In the case of the lottery a seed provided to the function that uses block hash can be used to remove the interference from all the parties (miners and house).

The seed is selected by the 'house' previous to the beginning of the lottery. The house encrypts it and provides a public key for it. When the block at which the lottery plays is reached, the house uses the seed (known only to the house until that point) and the blockhash to calculate the random number. The house publishes the private key allowing the seed word to be decrypted so that everyone who wishes can verify the process.

In this approach: The miners can influence the blockhash but not the seed.
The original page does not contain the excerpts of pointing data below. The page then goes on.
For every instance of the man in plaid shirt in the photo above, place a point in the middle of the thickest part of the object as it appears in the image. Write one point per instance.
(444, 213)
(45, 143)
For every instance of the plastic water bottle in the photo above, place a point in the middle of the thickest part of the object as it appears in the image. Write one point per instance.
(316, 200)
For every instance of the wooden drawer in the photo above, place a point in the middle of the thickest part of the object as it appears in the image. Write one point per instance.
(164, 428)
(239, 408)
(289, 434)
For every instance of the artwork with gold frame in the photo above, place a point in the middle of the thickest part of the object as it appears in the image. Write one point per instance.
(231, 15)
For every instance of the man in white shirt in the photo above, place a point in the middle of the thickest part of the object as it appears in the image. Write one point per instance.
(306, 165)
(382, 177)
The house knows the seed but not the blockhash The ticket holders can verify the seed.

Other than that, the blockhash should work perfectly fine for random number generation in anything else.

Any objections to this?

1 Answer 1


There are two things to think about with this sort of approach:

  1. Consider the Sybil attack where the miner and the "house" are the same entity (or otherwise colluding).
  2. Consider the possibility of the "house" refusing to reveal the seed.

The latter can probably be taken care of via some deposit that's forfeited (and distributed to other participants?) if the seed isn't revealed, but be careful to think through how big the deposit has to be to protect against Sybil attacks where the "house" is also another type of participant (e.g. a bettor with a large wager).

This general approach is known as a commitment scheme, and the way I typically see it implemented in Ethereum is with hashing, not encryption. The "house" commits to a seed by publishing its hash to the smart contract. When it's time, the "house" then reveals the seed by publishing it to the smart contract, which can easily verify keccak256(seed) == commitment.